• ‘Wider reach can lower baby deaths’


    A study conducted by Unicef Philippines with the University of Queensland in Australia and the Medical University of Graz in Austria has found that death rates among newborn babies and children under five years old in poor families are still high despite their overall decline in the Philippines.

    With implementation of the universal health program in the country, which made it easier for people from the poor sector to enroll in health insurance, the study’s researchers recommended that the Philippine Health Insurance Corp. (PhilHealth) enhance its Primary Care Benefit Package for those living in rural areas and to include more skilled birth attendant services in the coverage to reduce the mortality rates of young children.

    “Refocusing on and enhancing PhilHealth packages in emerging areas in child health such as malnutrition and premature births will have massive impact on equitable reduction of death rates in children,” the researchers said.

    According to the study, the death rate of newborns is considered a good indicator of a country’s health status, and that the Philippines has made significant progress in reducing the mortality rates of newborn babies on a national average with a rate of 19 deaths per 1,000 live births in 2013.

    The number has decreased from the 29 deaths per 1,000 live births back in 2003.
    Also, death rates among children under five years old also decreased to 30 deaths per 1,000 children in 2012 from 40 deaths in 2003.

    The researchers, however, said the national average does not reflect  the situation in the country’s regions.

    “National averages mask significant disparities [in health access]. As a result, children from poor families and those living in rural areas are burdened with higher risk of dying,” they pointed out.

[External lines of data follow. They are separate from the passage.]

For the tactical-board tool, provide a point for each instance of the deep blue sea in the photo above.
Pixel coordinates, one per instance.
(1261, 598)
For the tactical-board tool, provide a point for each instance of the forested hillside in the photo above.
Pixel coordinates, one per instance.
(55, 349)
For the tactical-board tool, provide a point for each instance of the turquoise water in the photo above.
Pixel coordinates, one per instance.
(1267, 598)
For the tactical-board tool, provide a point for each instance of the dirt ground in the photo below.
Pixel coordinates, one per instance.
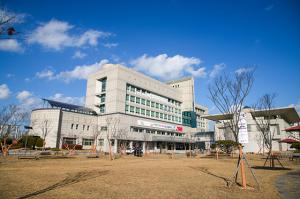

    PhilHealth president Alexander Padilla said the agency is focusing on providing more expenses to primary birthing clinics than hospitals “to promote facility-based births instead of home-based births” in hopes of reducing maternal deaths in the country.

    Dr. Israel Pargas, PhilHealth officer-in-charge and vice president for corporate affairs, said the agency covers all pregnancy complications under the Maternity Care Package.

    Meanwhile, the researchers recommended that continued surveillance of people’s health status and responsive policy-making would ensure the success of the universal health program in the country to reduce the disparity between the rich and the poor in terms of health access.

    “[We] believe that the Philippines is on the right track in implementing a universal health program. With the right steps, [we]are optimistic that the country can successfully reduce inequity in health access and narrow the gaps in death rates of Filipino children,” they said.